With that said, this morning I was 178.6 pounds, which represents a drop of 17 pounds from that top weight, and also a fairly consistent and regular glide-down in weight from that top amount on Christmas Eve. 178.6, I will note, represents the least I’ve weighed since at least October of 2015 (when I clocked in at 180.1). Provided I keep at it, it’s not entirely outside the realm of possibility I’ll hit my weight goal somewhere near my birthday; even if I don’t I still plan on working toward that benchmark.
In case you’re wondering, the secret for me to dropping the weight is — surprise! — diet and exercise. Basically I’m eating fewer calories on a daily basis than I expend, and most days I spend about a half hour on the treadmill, which gets my heartrate up and burns roughly a candy bar’s worth of calories immediately, and gives me an overall larger number of calories burned for the day (because of a halo effect of having a slightly elevated metabolism). Basic diet and exercise is unsexy — I’m not doing keto, or intermittent fasting, or whatever, although if that’s done the trick for you, cool — but it’s working for me.

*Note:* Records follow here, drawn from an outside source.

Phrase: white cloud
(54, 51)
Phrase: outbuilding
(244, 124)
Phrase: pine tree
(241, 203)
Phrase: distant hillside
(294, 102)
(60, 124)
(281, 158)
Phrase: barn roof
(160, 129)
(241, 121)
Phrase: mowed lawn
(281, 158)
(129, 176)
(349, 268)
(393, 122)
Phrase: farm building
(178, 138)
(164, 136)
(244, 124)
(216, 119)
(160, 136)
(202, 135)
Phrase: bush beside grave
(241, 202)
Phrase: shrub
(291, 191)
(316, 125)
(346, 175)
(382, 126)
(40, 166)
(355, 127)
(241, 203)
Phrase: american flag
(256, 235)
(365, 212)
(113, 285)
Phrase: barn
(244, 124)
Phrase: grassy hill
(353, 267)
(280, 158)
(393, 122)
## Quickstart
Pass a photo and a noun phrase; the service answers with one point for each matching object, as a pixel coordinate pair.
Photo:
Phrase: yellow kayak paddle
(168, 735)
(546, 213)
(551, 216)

I also got myself a Fitbit Versa to track steps, heart rate, and such, and use the Fitbit site to track the calories that I’m putting into my body. Now, before anyone brings it up, I’m aware that a) calorie counts for food are deeply approximate, b) the data that my Fitbit tracks (steps, calories, etc) are even more approximate than that. I’m less concerned about exact calorie and step counts than I am getting a general idea of things, and also, being who I am, gamifying the diet and exercise helps me immensely. I certainly take the specific daily results with a grain of salt — and yet, I’m still losing weight.
The other thing is that I am genuinely now feeling better about myself than I was in November and December, when I had edged over 190 pounds. It’s not just that I was carrying more pounds than I am now, although obviously there was that as well. It was also a general unhappiness at the state of my body and how I was relating to it. I’m not someone who believes you have to be thin to be either healthy or happy — there are all sorts of body shapes that work for various people. What I do know, however, was the shape I was in was not what I wanted, and that it was worth it to start making an effort get to a place where I was happy with my body. I dislike exercising in a general sense — it’s kind of boring, no matter how one tries to spice it up — but I do like what it’s doing for me, both in terms of physical and mental health. So I’ll keep exercising.

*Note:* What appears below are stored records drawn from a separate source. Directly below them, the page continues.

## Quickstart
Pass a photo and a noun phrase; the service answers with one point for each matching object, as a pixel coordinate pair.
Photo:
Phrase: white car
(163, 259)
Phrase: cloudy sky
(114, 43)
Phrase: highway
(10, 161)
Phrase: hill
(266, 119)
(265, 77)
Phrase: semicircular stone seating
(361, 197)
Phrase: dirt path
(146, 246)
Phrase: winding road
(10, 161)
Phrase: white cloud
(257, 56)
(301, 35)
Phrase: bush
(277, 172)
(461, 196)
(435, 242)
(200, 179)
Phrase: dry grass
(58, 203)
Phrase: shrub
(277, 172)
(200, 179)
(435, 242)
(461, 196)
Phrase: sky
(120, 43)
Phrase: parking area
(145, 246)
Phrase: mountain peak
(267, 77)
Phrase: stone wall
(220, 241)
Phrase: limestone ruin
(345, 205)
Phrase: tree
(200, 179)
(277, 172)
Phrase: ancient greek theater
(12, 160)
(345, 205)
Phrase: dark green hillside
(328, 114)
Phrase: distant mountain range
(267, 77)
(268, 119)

(I do like that I’m getting better at exercising. I mostly do the treadmill, and when I started, walking at four miles an hour for 20 minutes wiped me out. Now I’m running the entire time I’m on the treadmill and when I’m done I don’t feel like I’m going to throw up. This is progress.)
Losing the weight and generally getting healthier was the goal; when I hit 170 I’ll do an assessment and decide what I need to do from there. One major new goal is likely simply be to maintain a baseline weight and exercise range, so I don’t find myself feeling unhealthy due to laziness and sloth. So no matter what, exercising and watching what I shove into my mouth is going to be part of the new normal for me. I’m about to be 50; there are worse things at that age, I suppose.
In any event: This is where I am, diet and exercise-wise, here in late March.